The Streets and House Fronts of Athens

 

    Progress is slower near the Market Place because of the extreme narrowness of the streets. They are only fifteen feet wide or even less,—intolerable alleys a later age would call them,—and dirty to boot. Sometimes they are muddy, more often extremely dusty. Worse still, they are contaminated by great accumulations of filth; for the city is without an efficient sewer system or regular scavengers. Even as the crowd elbows along, a house door will frequently open, an ill-favored slave boy show his head, and with the yell, "Out of the way!" slap a bucket of dirty water into the street. There are many things to offend the nose as well as the eyes of men of a later race. It is fortunate indeed that the Athenians are otherwise a healthy folk, or they would seem liable to perpetual pestilence; even so, great plagues have in past years harried the city.[3]

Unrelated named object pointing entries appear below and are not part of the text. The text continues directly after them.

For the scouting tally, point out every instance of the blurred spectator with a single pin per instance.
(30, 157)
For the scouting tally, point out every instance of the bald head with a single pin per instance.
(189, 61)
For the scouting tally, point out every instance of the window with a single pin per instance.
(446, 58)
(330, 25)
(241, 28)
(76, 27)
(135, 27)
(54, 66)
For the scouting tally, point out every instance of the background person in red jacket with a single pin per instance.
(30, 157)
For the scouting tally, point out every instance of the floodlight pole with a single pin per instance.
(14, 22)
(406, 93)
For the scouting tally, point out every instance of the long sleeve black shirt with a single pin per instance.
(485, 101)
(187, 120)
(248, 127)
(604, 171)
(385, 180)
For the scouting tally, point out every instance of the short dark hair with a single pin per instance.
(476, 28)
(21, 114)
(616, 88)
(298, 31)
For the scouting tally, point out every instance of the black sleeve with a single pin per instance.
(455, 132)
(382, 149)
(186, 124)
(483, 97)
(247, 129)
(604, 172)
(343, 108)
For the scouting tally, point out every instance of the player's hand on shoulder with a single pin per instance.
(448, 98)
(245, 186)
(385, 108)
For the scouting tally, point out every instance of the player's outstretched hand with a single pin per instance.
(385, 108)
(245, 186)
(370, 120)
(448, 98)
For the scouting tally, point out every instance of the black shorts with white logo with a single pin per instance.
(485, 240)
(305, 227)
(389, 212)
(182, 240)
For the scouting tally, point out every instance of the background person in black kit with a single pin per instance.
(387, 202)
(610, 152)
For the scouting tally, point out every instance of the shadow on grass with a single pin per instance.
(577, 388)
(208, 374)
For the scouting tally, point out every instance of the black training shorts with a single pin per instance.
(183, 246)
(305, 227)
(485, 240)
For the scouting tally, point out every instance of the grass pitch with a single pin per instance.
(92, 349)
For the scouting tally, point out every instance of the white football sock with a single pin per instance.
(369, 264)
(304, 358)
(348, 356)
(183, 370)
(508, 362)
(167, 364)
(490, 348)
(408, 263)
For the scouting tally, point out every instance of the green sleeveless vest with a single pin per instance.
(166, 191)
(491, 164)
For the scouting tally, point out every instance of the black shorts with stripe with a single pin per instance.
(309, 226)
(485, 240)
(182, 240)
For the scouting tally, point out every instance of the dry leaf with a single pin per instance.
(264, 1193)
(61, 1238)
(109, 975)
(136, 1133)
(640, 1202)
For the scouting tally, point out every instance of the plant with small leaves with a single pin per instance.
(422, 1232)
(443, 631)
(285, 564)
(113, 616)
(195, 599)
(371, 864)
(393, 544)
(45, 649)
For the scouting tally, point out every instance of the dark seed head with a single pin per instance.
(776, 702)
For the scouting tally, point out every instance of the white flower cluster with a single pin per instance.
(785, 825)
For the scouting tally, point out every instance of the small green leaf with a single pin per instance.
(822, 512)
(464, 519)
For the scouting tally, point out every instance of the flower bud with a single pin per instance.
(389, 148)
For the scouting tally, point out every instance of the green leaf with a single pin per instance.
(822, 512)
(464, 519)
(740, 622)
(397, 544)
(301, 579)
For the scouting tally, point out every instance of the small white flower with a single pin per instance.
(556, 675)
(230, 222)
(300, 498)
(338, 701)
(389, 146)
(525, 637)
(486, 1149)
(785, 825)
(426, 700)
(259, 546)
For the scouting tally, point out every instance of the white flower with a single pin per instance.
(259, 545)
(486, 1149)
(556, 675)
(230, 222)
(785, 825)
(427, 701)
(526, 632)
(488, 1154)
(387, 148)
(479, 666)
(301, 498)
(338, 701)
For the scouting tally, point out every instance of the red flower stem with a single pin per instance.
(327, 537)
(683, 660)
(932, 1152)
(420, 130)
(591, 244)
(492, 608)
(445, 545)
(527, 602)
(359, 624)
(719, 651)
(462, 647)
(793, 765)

    The first entrance to Athens will thus bring to a stranger, full of the city's fame and expectant of meeting objects of beauty at every turn, almost instant disappointment. The narrow, dirty, ill-paved streets are also very crooked. One can readily be lost in a labyrinth of filthy little lanes the moment one quits the few main thoroughfares. High over head, to be sure, the red crags of the Acropolis may be towering, crowned with the red, gold, and white tinted marble of the temples, but all around seems only monotonous squalor. The houses seem one continuous series of blank walls; mostly of one, occasionally of two stories, and with flat roofs. These walls are usually spread over with some dirty gray or perhaps yellow stucco. For most houses, the only break in the street walls are the simple doors, all jealously barred and admitting no glance within. There are usually no street windows, if the house is only one story high. If it has two stories, a few narrow slits above the way may hint that here are the apartments for the slaves or women. There are no street numbers. There are often no street names. "So-and-so lives in such-and-such a quarter, near the Temple of Heracles;" that will enable you to find a householder, after a few tactful questions from the neighbors; and after all, Athens is a relatively small city[4] (as great cities are reckoned), very closely built, and her regular denizens do not feel the need of a directory.

    So the crowd elbows its way onward: now thinning, now gaining, but the main stream always working towards the Market Place.